Unique vulnerability of RAC1-mutant melanoma to combined inhibition of CDK9 and immune checkpoints.

RAC1 ^P29S is the third most prevalent hotspot mutation in sun-exposed melanoma. RAC1 alterations in cancer are correlated with poor prognosis, resistance to standard chemotherapy, and insensitivity to targeted inhibitors. Although RAC1 ^P29S mutations in melanoma and RAC1 alterations in several other cancers are increasingly evident, the RAC1-driven biological mechanisms contributing to tumorigenesis remain unclear. Lack of rigorous signaling analysis has prevented identification of alternative therapeutic targets for RAC1 ^P29S -harboring melanomas. To investigate the RAC1 ^P29S -driven effect on downstream molecular signaling pathways, we generated an inducible RAC1 ^P29S expression melanocytic cell line and performed RNA-sequencing (RNA-seq) coupled with multiplexed kinase inhibitor beads and mass spectrometry (MIBs/MS) to establish enriched pathways from the genomic to proteomic level. Our proteogenomic analysis identified CDK9 as a potential new and specific target in RAC1 ^P29S -mutant melanoma cells. In vitro, CDK9 inhibition impeded the proliferation of in RAC1 ^P29S -mutant melanoma cells and increased surface expression of PD-L1 and MHC Class I proteins.
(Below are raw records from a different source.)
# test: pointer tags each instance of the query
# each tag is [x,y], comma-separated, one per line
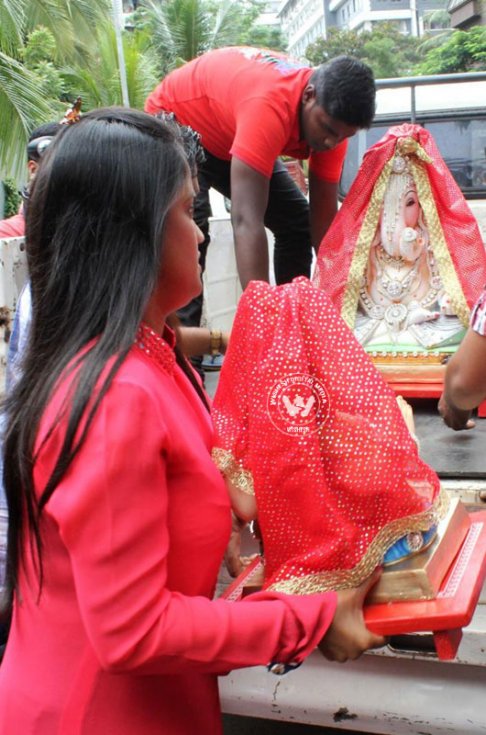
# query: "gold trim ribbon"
[386,537]
[233,470]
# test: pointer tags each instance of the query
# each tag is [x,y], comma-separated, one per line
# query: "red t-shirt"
[13,226]
[245,102]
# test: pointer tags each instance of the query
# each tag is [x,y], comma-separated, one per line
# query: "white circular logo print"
[298,404]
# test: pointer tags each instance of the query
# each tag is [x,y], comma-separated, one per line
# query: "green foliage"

In vivo, combining CDK9 inhibition with anti-PD-1 immune checkpoint blockade significantly inhibited tumor growth only in melanomas that expressed the RAC1 ^P29S mutation. Collectively, these results establish CDK9 as a novel target in RAC1-driven melanoma that can further sensitize the tumor to anti-PD-1 immunotherapy.
(© 2024. The Author(s), under exclusive licence to Springer Nature Limited.)